The post brought to mind a discussion had in the summer of 2013 at a meeting convened at SESYNC in Annapolis, MD about what to teach biologists about computing. We were discussing how to best assess the skill set of the graduate students applying to join a lab, with a tilt towards looking for the best practices associated with open science (good data and software management skills, proclivity to post their work so as to be shared and communicated, etc).
In the breakout, Titus, myself, Nirav Merchant (University of Arizona), and Marian Petre (Open University), brainstormed an activity-based assessment so we could level set better. Here’s the rough sketch of what we came up with:
0. Here’s a data sample. What would you need to fix in order to make it so you and others could use it?
1. Name and organize 3 data files (i.e., .csv, .dat, .txt)
2. Run this program on one of these files?
3. How would you capture that process for someone else to use?
4a) Suppose you change the program. How do you convey that information?
4b) Suppose someone sends you a changed version of the file/program. how do you interact with it?
5. How would you know that your program is doing what you want it to do?
6. How would you make your files available to others?
7. What additional data would you want to include (re: Ethan White paper)?
Does this suit our needs? How do these tasks map to various disciplines? What are we missing?
Thoughts, comments and suggestions welcome. I’d love to hear your thoughts.
(Also, for more on that meeting – which feels like forever ago – read Titus’ summary post. Lots of good stuff in there.)
3 thoughts on “Assessing open practice in science – an idea”

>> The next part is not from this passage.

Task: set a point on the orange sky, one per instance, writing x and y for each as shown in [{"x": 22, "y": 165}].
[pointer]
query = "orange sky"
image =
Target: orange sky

I would also add these questions :
– How do you know your program is not breaking the whole system (memory profiling, code optimization) (we ask this question a lot when we run code on clusters, we don’t want to make those sysadmins angry 🙂 )
– What kind of plots you can generate to explain your data, how do you capture meaningful plots ?
– How do you share your results with non programmers
Some references from the excellent Plos Comp Bio’s collection : 10 simple rules :
– Ten Simple Rules for Better Figures : http://journals.plos.org/ploscollections/article?id=10.1371/journal.pcbi.1003833
– Ten Simple Rules for the Care and Feeding of Scientific Data http://journals.plos.org/ploscollections/article?id=10.1371/journal.pcbi.1003542
– Ten Simple Rules for Effective Computational Research http://journals.plos.org/ploscollections/article?id=10.1371/journal.pcbi.1003506
One important point is context-setting, i.e. describing the data itself and the problem it is attempting to address or solve. I think an issue with many scientists is they zoom in on detail and don’t provide the bigger picture that would help people understand what the data is, why it was collected, and so on. Open data is more likely to be re-used if people ‘get’ what it is. Understanding that need to tell a story is a useful attribute for any scientist. Communication is key.